In this study, a novel SVM model optimization method was developed to identify a wide processing window in the manufacturing of EB-PBF-S25C carbon steel without internal defects. Samples with unprecedented mechanical properties could be successfully printed. The relationships between EB-PBF processing parameters, heat treatment, microstructure, and mechanical properties of various samples were investigated. The main conclusions are as follows:

  1. (1)

    Samples with a lower energy density showed a completely equiaxed crystal structure, whereas those with a higher energy density exhibited an equiaxed crystal and side plate-like structure. The S25C parts mainly comprised ferrite, pearlite, and cellular structures. The pearlite region contained parallel and straight cementite particles without dislocations and irregular cementite particles with numerous dislocations.

  2. (2)

    With the increase in the energy density, the grain size and dislocation density increased, and the elongation initially increased and then decreased.

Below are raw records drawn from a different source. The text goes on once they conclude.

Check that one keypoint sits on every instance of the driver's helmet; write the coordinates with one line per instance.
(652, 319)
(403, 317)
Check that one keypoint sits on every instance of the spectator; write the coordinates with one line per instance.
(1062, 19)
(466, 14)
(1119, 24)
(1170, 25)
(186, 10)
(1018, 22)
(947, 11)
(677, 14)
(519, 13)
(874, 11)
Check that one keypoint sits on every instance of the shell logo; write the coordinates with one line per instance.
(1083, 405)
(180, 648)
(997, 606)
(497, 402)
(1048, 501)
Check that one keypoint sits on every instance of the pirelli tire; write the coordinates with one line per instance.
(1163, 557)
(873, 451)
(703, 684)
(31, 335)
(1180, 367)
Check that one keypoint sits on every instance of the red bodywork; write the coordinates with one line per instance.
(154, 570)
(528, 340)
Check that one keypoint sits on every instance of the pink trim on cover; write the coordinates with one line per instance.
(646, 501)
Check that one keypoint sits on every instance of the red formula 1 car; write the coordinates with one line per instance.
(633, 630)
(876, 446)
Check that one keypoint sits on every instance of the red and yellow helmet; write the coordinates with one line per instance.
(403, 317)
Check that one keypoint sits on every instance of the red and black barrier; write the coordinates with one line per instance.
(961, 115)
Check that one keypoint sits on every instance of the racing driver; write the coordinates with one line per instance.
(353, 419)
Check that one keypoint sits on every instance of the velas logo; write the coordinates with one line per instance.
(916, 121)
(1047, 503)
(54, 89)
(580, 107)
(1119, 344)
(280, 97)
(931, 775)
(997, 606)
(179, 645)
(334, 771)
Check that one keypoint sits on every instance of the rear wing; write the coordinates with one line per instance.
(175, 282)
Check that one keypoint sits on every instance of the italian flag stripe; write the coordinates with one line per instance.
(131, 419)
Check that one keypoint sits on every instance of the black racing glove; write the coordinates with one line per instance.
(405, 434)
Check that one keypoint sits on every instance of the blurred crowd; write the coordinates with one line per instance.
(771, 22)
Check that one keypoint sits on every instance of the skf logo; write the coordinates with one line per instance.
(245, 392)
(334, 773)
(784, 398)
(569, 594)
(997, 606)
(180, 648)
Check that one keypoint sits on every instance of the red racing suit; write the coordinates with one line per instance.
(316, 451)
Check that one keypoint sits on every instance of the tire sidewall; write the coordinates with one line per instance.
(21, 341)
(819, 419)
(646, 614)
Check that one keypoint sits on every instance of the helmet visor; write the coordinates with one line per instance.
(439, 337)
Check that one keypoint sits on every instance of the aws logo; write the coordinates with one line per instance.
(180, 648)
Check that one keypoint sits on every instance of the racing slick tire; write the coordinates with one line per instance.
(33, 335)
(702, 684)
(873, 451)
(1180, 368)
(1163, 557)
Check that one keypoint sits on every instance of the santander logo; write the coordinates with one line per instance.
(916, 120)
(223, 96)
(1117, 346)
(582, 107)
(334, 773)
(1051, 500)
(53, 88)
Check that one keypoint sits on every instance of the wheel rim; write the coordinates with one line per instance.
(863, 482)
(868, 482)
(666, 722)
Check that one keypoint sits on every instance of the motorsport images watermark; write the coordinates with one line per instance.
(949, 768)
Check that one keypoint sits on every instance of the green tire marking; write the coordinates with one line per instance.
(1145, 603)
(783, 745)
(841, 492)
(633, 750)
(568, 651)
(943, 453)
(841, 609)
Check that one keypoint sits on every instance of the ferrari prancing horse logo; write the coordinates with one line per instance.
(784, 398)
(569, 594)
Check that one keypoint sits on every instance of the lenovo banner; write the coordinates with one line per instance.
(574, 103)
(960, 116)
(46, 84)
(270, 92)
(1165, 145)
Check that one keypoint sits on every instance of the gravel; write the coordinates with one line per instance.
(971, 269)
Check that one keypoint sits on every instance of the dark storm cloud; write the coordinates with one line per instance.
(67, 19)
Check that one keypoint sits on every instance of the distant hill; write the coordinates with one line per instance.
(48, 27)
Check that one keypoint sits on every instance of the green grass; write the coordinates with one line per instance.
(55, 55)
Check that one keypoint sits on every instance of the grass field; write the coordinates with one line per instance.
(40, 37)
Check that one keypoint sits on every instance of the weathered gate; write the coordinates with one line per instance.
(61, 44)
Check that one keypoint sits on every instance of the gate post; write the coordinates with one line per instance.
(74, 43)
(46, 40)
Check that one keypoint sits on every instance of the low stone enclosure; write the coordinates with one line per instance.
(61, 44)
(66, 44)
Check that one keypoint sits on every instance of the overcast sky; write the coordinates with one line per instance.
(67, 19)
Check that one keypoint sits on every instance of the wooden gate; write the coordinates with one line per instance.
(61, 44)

Samples with the same energy density exhibited similar microstructures and mechanical properties. The E76 sample had an optimum strength and elongation combination of 459.3 MPa and 57.6 pct.

  3. (3)

    The pearlite region with irregular cementite particles was the first to crack during deformation; the cracks then gradually expanded into the surrounding area. Ferrite, cellular structures, and pearlite with parallel and straight cementite particles could effectively modulate the deformation by slip and enhance the plasticity of the S25C parts.

  4. (4)

    After quenching, the strength of the E76Q sample improved to an unprecedented value of 1722.5 MPa owing to the presence of martensite and dislocation entanglements, with an elongation of 16.8 pct. In comparison, the strength of the E76QT sample decreased after further tempering, and the plasticity evidently increased, with an optimum strength and elongation combination of 722.7 MPa and 44.2 pct, respectively. The microstructure of the E76QT sample comprised lath martensite, cementite particles, and sparse dislocation lines.